Moses’ situation changed. He was given Aaron to be his companion and spokesperson on the journey. He was given the words from God to speak to Pharaoh. He was asked by God to go. And the Bible says, he went (Exodus 5:1): “Moses and Aaron went to Pharaoh and said, ‘Thus says the Lord, the God of Israel, “Let my people go.”’” He got past his own objections, and he went, fulfilling his destiny. That is how the people began to have hope and to live again. Sometimes changing the situation gives you just what you need to make different choices. So how do you change things when change is hard?
Chip and Dan Heath suggest that we practice new behaviors by finding and emulating the bright spots. Sometimes you have to act your way into a new way of thinking. It becomes your change. Maybe the only thing we can do when God says to go is to follow what Moses and Aaron eventually did. They went. Every day we face the choice to offer objections and be stuck in sad situations or to work for empowerment, transforming ourselves, the community, and the world into bright spots, igniting a light in the city.
Every day we can ignore our call and our mission or we can overcome our own objections by trusting in God’s plan for our lives and our church, changing our situations to become the change we want to see, and returning to the mountain of God and reconnecting with the majesty and mystery of God.
And God says you don’t have to know who you are,
as long as you know who “I AM.”
I AM the God of your ancestors and your foreparents.
I AM the God of your mothers and your fathers.
I AM the God of Abraham and Sarah and Hagar.
I AM the God of Isaac and Rebekah and Ishmael.
I AM the God of Jacob and Rachel and Leah.
I AM the God of Moses and Zipporah.
“I AM WHO I AM.”God promises to be with us.

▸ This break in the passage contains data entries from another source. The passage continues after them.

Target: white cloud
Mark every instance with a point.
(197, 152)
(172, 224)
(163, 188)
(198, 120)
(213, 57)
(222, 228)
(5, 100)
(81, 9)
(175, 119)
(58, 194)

God will not leave us out there alone.
God does not call us and leave us to fend for ourselves.
God will not abandon us.
God said to Moses, “I will be with you and this shall be the sign for you that it is I who sent you: when you have brought the people out of Egypt, you shall worship God on this mountain” (Exodus 3:12). Spiritual activity happens on mountains in the Bible.
And so we end the way we began, in the presence of the holy, on holy ground. When the work is done, we come back to the mountain to worship Yahweh, whom, alone, we worship and adore.
Once we overcome our own objections and experience God’s presence, then we may be bold enough or excited enough or faithful enough to be led into the future church—to be like Moses, to speak God’s word like Jeremiah, to affirm God’s call like Mary, to answer like Isaiah “Here I am, send me!”